On disait jadis de Morice qu'il était «l’un des quatre mousquetaires de l’Algérie française», avec Jacques Soustelle, Roger Duchet, Georges Bidault mais pas D’Artagnan. Entre juillet et septembre 1957, Morice, alors ministre de la Défense lors de la phase la plus sanglante de la guerre d’Algérie, «donne son nom aux barrages minés et électrifiés le long de la frontière algéro-tunisienne, la fameuse "ligne Morice" prolongée dans les zones désertiques par des canons à tir automatique commandés par radar»(2). Une barrière de près de 500 bornes entre Bône et Bir El Ater, entourée par deux mètres de haut de barbelés sur six rangées, bourrée de millions de mines antipersonnel indétectables, surveillée de jour et de nuit. Ces lignes électrifiées de 30 000 volts ont tué de nombreux combattants algériens lors de leurs tentatives de passage. Après l’indépendance, l’armée algérienne a déminé, patiemment. Ce déminage s’est achevé en novembre 2015 dans sa partie ouest, rappelle le quotidien francophone Liberté (28/11/2015). Un grand merci à Dédé, ce bienfaiteur de l’humanité. Mais l’ex-collabo économique reconverti électrifieur est aussi écrivain. Auteur de Les fellagha dans la cité, publié en 1959 aux éditions du Populaire de l’Ouest (bientôt renommé Presse-Océan). Il y stigmatise notamment les «termites», ces ennemis de l’intérieur, journalistes, militants des droits de l’homme et intellectuels, tous coupables de trahison en sapant le travail de nos braves troufions et si gentils paras ; ces pénibles termites chipotant vraiment trop pour des détails, tortures, gégène, corvées de bois et autres bonnes œuvres civilisatrices.

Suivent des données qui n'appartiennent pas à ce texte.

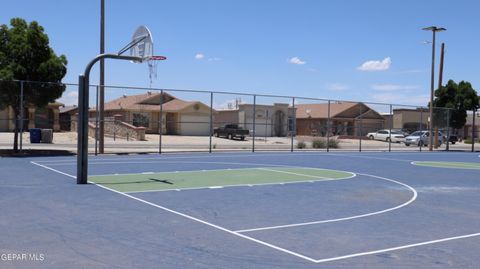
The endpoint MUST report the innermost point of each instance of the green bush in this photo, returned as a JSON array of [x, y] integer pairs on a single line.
[[319, 144], [469, 141], [301, 145]]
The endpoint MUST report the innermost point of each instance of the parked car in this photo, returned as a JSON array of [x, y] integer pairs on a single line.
[[231, 131], [384, 135], [421, 138]]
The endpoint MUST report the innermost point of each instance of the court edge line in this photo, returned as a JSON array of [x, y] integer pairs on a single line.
[[343, 153], [240, 185], [411, 200], [464, 167], [397, 248], [193, 218], [270, 245]]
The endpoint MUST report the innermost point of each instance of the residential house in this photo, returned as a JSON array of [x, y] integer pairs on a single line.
[[179, 117], [270, 120], [346, 118]]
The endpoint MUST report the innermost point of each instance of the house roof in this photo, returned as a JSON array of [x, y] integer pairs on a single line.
[[337, 110], [149, 102], [65, 109], [321, 110]]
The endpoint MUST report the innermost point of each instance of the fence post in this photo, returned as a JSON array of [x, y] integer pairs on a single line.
[[21, 116], [473, 129], [421, 127], [361, 130], [211, 122], [328, 126], [294, 121], [160, 128], [390, 131], [254, 116], [448, 130]]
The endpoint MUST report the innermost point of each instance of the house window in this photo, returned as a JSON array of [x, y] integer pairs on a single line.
[[140, 120], [291, 122]]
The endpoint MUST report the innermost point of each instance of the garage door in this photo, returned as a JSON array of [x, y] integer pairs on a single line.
[[194, 125], [4, 120]]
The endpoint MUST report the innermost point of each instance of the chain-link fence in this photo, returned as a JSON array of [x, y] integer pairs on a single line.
[[145, 120]]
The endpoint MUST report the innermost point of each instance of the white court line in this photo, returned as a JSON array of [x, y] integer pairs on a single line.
[[54, 170], [396, 248], [225, 155], [413, 198], [292, 173], [186, 171], [236, 185], [271, 245], [463, 167], [352, 175], [194, 219], [242, 155]]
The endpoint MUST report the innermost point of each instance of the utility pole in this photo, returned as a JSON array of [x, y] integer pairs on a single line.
[[434, 29], [101, 108], [440, 77]]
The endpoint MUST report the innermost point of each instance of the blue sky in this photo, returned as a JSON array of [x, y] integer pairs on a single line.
[[370, 51]]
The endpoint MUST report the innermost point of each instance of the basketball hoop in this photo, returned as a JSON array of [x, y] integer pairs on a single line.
[[152, 62]]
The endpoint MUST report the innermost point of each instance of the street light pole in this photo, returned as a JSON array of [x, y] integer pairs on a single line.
[[434, 29]]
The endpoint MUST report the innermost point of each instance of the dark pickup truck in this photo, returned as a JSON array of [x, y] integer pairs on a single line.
[[231, 131], [453, 139]]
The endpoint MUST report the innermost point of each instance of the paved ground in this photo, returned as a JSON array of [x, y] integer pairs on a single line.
[[392, 214]]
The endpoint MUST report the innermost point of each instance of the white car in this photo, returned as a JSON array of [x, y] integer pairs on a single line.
[[421, 138], [384, 135]]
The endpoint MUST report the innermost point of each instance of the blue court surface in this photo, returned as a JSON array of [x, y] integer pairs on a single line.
[[243, 210]]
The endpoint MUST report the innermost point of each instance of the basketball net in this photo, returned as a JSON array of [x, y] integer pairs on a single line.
[[152, 62]]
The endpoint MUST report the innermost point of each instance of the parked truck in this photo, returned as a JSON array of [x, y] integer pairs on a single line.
[[231, 131]]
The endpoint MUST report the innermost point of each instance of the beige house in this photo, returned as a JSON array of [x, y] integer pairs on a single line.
[[346, 119], [467, 129], [45, 118], [179, 117], [410, 119], [270, 120]]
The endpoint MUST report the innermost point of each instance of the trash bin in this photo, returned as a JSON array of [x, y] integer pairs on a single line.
[[47, 135], [35, 135]]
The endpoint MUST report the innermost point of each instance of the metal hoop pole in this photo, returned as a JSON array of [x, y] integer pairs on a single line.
[[254, 116], [294, 118], [21, 116], [160, 128], [211, 122], [328, 126]]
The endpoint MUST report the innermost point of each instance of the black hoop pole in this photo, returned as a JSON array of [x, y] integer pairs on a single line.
[[82, 128]]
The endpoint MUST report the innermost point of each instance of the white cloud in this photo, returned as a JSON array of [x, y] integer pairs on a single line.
[[376, 65], [396, 98], [412, 71], [394, 87], [337, 87], [69, 98], [296, 60]]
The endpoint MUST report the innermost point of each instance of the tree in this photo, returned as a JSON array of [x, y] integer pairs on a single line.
[[458, 98], [25, 54]]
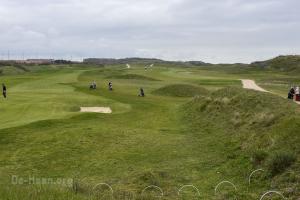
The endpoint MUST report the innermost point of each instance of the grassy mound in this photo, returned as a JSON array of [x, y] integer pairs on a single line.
[[181, 90], [241, 108], [261, 124], [132, 76], [282, 63]]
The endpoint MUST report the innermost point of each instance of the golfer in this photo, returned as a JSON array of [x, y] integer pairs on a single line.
[[4, 90]]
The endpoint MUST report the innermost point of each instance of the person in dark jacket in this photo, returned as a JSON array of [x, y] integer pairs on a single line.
[[291, 93], [4, 90], [110, 86], [142, 93]]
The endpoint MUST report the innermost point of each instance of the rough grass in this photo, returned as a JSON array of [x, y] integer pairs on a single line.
[[181, 90], [200, 141], [132, 76]]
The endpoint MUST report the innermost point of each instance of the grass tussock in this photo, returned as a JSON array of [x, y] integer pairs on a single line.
[[181, 90]]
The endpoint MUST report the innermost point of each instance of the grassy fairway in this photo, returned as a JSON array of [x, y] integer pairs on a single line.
[[168, 139]]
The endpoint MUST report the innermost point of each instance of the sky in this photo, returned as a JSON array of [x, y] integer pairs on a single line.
[[215, 31]]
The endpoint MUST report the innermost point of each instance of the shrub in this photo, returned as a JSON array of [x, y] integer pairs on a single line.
[[258, 156], [280, 161]]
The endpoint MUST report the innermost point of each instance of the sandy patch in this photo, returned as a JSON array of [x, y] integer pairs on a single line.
[[96, 109], [250, 84]]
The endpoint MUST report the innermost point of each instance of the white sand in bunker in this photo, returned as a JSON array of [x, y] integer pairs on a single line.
[[96, 109]]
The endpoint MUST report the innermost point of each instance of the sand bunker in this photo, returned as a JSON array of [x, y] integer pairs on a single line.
[[96, 109]]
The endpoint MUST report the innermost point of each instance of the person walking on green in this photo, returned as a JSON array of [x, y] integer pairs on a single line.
[[4, 90]]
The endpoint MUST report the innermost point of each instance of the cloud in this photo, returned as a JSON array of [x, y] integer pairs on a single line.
[[213, 31]]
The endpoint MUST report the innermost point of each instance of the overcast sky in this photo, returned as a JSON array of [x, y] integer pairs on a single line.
[[208, 30]]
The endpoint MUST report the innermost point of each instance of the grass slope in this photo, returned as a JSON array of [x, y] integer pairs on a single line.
[[181, 90], [157, 140]]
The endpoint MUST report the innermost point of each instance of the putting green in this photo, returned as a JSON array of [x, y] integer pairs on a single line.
[[169, 139]]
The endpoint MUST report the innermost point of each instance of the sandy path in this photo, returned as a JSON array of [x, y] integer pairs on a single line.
[[250, 84], [96, 109]]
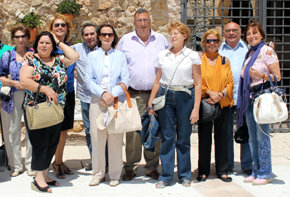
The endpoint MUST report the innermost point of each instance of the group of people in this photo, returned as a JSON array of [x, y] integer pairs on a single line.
[[226, 72]]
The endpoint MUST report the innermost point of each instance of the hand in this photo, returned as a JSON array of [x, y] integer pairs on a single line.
[[17, 85], [255, 74], [151, 111], [28, 55], [50, 93], [107, 98], [215, 97], [55, 38], [194, 116]]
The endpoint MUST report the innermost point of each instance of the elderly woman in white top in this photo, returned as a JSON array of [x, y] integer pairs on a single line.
[[179, 70], [107, 68]]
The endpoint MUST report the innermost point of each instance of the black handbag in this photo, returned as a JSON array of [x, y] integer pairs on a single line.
[[3, 154], [208, 112]]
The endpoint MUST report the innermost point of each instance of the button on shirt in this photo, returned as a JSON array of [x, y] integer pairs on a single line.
[[83, 93], [168, 62], [236, 57], [142, 58]]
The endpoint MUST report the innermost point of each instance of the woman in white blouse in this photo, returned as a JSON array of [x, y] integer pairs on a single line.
[[179, 71]]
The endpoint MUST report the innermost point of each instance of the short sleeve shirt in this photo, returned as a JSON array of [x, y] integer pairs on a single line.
[[55, 77]]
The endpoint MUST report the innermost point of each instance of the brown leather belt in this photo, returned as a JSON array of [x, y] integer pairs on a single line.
[[138, 91]]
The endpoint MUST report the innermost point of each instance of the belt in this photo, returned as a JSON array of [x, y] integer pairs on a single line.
[[139, 91], [183, 88]]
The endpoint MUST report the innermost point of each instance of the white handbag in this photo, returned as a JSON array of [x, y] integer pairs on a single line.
[[270, 108], [123, 117]]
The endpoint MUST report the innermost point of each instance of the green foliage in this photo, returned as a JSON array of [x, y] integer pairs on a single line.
[[69, 7], [31, 20]]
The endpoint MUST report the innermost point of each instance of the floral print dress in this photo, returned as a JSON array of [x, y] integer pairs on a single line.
[[55, 77]]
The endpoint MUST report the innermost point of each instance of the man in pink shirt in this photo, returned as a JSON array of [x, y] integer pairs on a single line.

La fin de son bouquin suinte la rancune des lendemains du colonialisme et prélude le racisme tenace. Morice écrit que «Certes, l’œuvre de rénovation et de réconciliation à laquelle nous convie la Ve République exige le rassemblement de tous les Français de bonne volonté. Mais cette œuvre n’exige-t-elle pas d’abord que les fellagha, tous les fellagha soient jetés hors de la Cité ?»(3). Un brave type comme Morice, qui est quand même plus de chez nous que ce De Gaulle érigé devant la préfecture(4), mériterait vraiment un statue. En béton électrifié.
 

René Bousquetaire

(1) L’étrange ascension d’un maire de Nantes : André Morice, la collaboration et la résistance, Franck Liaigre, éditions de l’Atelier, 2002
(2) Les mots de la guerre d’Algérie, Benjamin Stora, Presses Universitaires du Mirail, 2005.
(3) Cité par le Guide Indigène de détourisme, de Nantes et Saint-Nazaire, éditions À la criée, 2016.
(4) Ayrault coule un bronze, Lulu n° 64, avril 2009.